Conducting your annual review to ensure compliance

PEI PFC Forum 2013

These are my notes from the Private Fund Compliance Forum 2013. They are live notes, so please forgive the typos.

Brian Kawakami, Partner, Ascendant Compliance Management
Charles Lerner, Principal, Fiduciary Compliance Associates LLC, and Editor, The US Private Equity
Fund Compliance Guide and The US Private Equity Fund Compliance Companion
Jim O’Connor, Chief Compliance Officer, Golden Gate Capital

Rule 206(4)-7 specifically requires an annual review of the compliance program. The release identifies 10 points for review.

What is annually? There is no clear requirement. It is fine to have it run during a time that people are available. End of year can be a bad time. April 15 is a bad time.

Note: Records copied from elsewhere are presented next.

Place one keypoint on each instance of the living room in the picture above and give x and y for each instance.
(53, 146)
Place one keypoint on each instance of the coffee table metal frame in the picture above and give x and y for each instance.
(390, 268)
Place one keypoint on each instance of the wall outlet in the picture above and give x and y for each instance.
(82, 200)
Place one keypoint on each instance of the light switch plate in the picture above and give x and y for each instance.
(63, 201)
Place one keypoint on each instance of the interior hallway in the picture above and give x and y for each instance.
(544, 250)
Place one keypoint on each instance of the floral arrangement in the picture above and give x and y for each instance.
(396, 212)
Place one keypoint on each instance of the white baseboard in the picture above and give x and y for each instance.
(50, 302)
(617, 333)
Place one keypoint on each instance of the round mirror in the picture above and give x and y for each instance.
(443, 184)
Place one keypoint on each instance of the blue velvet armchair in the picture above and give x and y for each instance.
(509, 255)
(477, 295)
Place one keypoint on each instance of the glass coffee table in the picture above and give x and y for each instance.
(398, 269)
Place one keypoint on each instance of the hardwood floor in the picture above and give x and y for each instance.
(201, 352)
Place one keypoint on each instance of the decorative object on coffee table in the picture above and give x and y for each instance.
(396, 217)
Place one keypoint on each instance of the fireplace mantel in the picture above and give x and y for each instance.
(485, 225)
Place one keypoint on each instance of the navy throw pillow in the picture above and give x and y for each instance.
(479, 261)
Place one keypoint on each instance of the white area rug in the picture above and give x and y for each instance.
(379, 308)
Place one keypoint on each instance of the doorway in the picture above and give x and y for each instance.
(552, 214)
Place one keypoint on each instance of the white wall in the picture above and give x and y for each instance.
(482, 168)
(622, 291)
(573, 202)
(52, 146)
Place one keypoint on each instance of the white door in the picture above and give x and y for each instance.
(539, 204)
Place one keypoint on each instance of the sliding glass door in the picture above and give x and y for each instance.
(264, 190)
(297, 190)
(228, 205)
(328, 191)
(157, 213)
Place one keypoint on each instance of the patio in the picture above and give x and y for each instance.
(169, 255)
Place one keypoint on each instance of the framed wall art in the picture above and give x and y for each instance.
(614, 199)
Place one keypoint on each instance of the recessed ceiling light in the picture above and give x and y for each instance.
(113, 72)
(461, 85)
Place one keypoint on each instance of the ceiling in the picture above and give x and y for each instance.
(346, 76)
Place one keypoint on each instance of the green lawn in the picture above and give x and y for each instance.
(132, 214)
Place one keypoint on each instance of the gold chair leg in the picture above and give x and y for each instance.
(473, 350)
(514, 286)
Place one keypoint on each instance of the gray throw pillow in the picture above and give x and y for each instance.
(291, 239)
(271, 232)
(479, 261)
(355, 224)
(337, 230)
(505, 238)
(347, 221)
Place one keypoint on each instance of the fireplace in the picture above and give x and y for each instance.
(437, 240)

The Commission has stated that it expects your policies and procedures, at a minimum, to address the following issues to the extent that they are relevant to your business and therefore would expect them to be included in the annual review:

  • Portfolio management processes, including allocation of investment opportunities among clients and consistency of portfolios with clients’ investment objectives, your disclosures to clients, and applicable regulatory restrictions;
  • The accuracy of disclosures made to investors, clients, and regulators, including account statements and advertisements;
  • Proprietary trading by you and the personal trading activities of your supervised persons;
  • Safeguarding of client assets from conversion or inappropriate use by your personnel;
  • The accurate creation of required records and their maintenance in a manner that secures them from unauthorized alteration or use and protects them from untimely destruction;
  • Safeguards for the privacy protection of client records and information;
  • Trading practices, including procedures by which you satisfy your best execution obligation, use client brokerage to obtain research and other services (referred to as “soft dollar arrangements”), and allocate aggregated trades among clients;
  • Marketing advisory services, including the use of solicitors;
  • Processes to value client holdings and assess fees based on those valuations; and
  • Business continuity plans.

Valuation is at the top of the list for private equity. You want consistency and you want adherence to the policies.

Charles recommended that you have the annual review include an outside person. It’s hard to review yourself. (He added a self-promotion disclaimer.)

There was a disagreement about the use of outside parties in the annual review. A gap analysis can be protected by attorney-client privilege. A written annual review cannot.

How do you show “tone at the top”? It’s key to have senior management in compliance training. It’s good to have a regular meetings between heads of the firm and the CCO. The CCO should regularly send out regular compliance remainders.

Conflict analysis should include allocation of expenses. Are expenses being reasonable allocated to the funds and to the manager.

A warning sign of a problem is people who are unwilling to offer up the requested information.

Charles shared a story over the use of the company plane. From a compliance standpoint you should review the flight log to make sure the  plane went to business locations and not to personal travel. One SEC examiner raised an issue that the plane should be subject to competitive bidding.

An annual review should look closely at co-investments and compare to the policy and procedures. Make sure the selection of co-investment meets the procedures.  You should not base that choice solely on the basis of the size of an investor’s interest in the fund. You don’t just want to have the biggest if others want to invest.

The SEC will want to know how you make money. How you make money will lead a path to business operations and conflicts.

Charles recommended that you don’t rely just on the personal trading software platform to identify red flags. It’s good to grab the statements and see the holdings more holistically.

Part of the annual review should include a risk matrix so you can produce something in response to enterprise risk management. Presence exams are, in part, focused on high risks. Plot how the risks are relevant to your firm and rate them.